As one of the most deadly, untreatable viruses spreads around the world, I am getting inundated with questions about people strategy and how best to respond.  The issue is the amount of information, and misinformation, about how best to prepare.  With that in mind, I am creating a shortlist of simple steps HR and other organization leaders can take to do both.

  1. Keep yourself up to date- Information paralysis is a real thing.  In order to avoid this, take charge and follow the progression of the virus on your own.  Here are a few sites you’ll need:
      • Center for Disease Control (CID)- Provides information on what you should know, situation updates, travel information/ advice, and  more.
      • World Health Organization– Provides rolling, global updates.  Also provide articles on how best to deal with the dangers as the virus spreads.
      • Worldometer Case Count–  This site gives the total case count and deaths.  It is continuously updated.  It also provides information by country.

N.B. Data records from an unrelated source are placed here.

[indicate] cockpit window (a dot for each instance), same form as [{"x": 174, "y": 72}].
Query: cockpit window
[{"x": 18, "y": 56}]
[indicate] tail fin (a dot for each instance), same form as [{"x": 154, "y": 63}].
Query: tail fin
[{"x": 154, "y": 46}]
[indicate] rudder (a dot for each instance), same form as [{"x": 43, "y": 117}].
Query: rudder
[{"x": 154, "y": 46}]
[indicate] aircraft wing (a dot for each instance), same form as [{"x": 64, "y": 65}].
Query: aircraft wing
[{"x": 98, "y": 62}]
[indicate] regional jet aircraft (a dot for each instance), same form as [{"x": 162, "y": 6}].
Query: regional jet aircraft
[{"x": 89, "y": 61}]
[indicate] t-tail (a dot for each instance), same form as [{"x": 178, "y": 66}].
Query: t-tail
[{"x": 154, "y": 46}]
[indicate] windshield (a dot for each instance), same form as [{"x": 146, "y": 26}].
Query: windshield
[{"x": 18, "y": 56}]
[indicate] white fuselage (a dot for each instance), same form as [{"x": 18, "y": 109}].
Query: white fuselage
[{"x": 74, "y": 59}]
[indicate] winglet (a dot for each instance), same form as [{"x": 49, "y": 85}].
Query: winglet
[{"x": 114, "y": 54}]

  2. Avoid the extremes- To the point above about information paralysis, limit where you’re getting information.  It’s easy to get overwhelmed with tv, radio and social media stories.  Quarantine yourself from as many of those as you can and remain focused on the facts.  The truth about how best to respond is somewhere in the middle of “the sky is falling” and “do nothing, it’s not a real problem.”
  3. Assess your current programs- Most organizations have a disaster preparedness plan.  While many do not identify health emergencies specifically, use the same process/ approach/ methodology when creating your company response.  Consider:
      • How will operations need to run if employees are infected or quarantined?

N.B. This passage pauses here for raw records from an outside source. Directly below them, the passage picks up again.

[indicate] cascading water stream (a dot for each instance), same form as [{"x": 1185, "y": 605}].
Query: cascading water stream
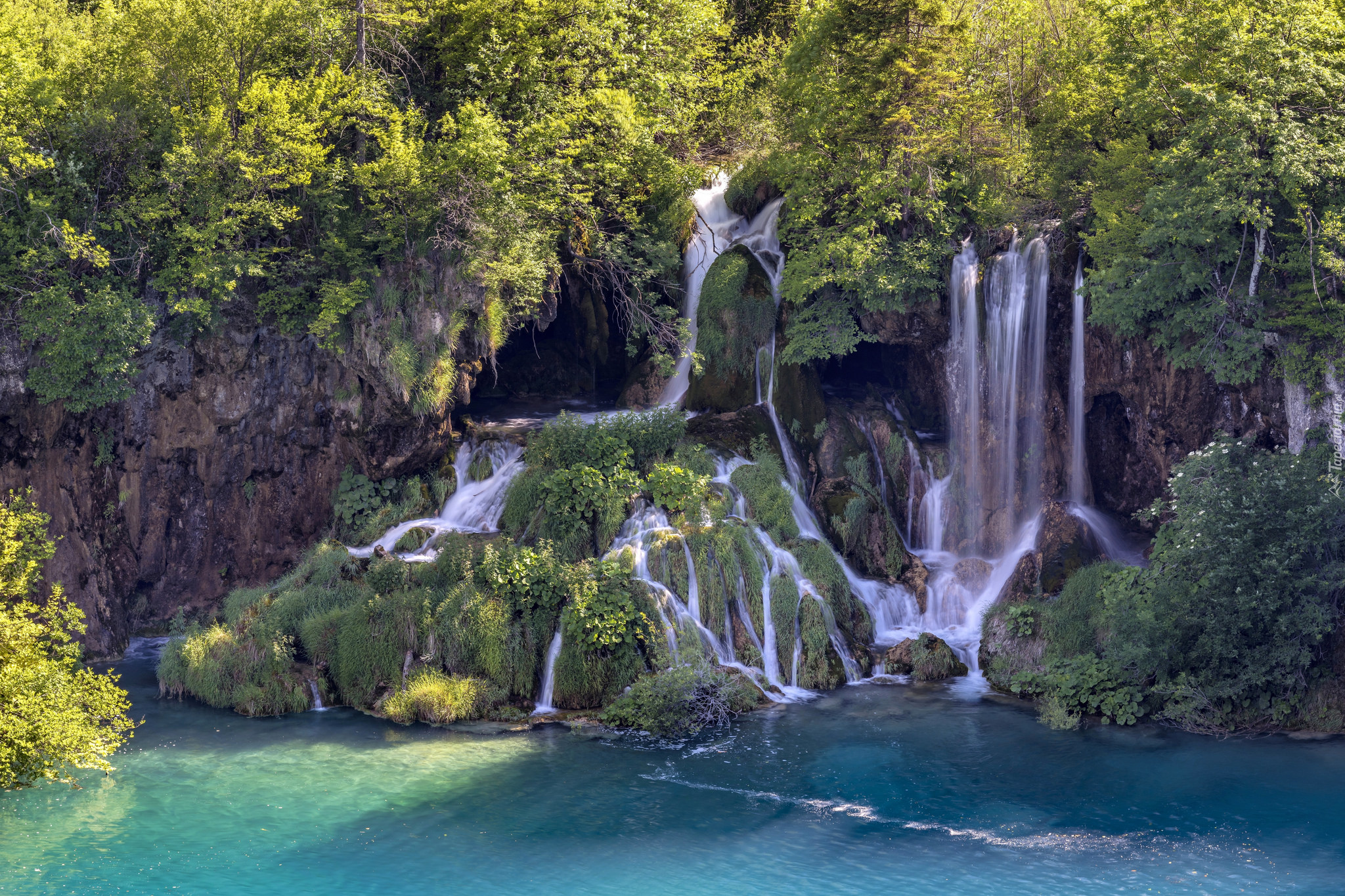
[
  {"x": 717, "y": 230},
  {"x": 997, "y": 445},
  {"x": 1078, "y": 489},
  {"x": 1109, "y": 536},
  {"x": 475, "y": 507},
  {"x": 642, "y": 526},
  {"x": 544, "y": 702}
]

      • Revise or amplify your remote working policy.
      • Consider travel restrictions for a period of time, both in country and out-of-country
      • Contact your technology vendors to determine if there are features/ functionality in the software that can support new processes or virtual work scenarios
  4. Create or tweak response- If you have not communicated to your employees, DO SO NOW!  If you have, continue to either reiterate the company stance, or send out timely revisions.  Employees are far less likely to panic when they feel their company has a secure approach.
  5. SUPPORT- Most importantly, SUPPORT all individual employee decisions.  If an employee is not comfortable being in an office setting or traveling on business (regardless of your company policy), work with the employee to find ways to either work remote, take time off, etc.  Understanding that some people are not scared, but others are terrified, will ensure you’re treating all employees like their opinion is valued.  It’s not about being “right” in this moment, it’s about being human and caring about the physical and mental health and wellbeing of ALL employees.

So, print this out, email copies to your company leaders, or share with anyone you think will benefit.  As a very wise mentor of mine always says, “Don’t lose your head.”  This applies to business in general, and in times of emergency preparedness as well.

Be safe. Feel free to share your ideas and approaches in the comments.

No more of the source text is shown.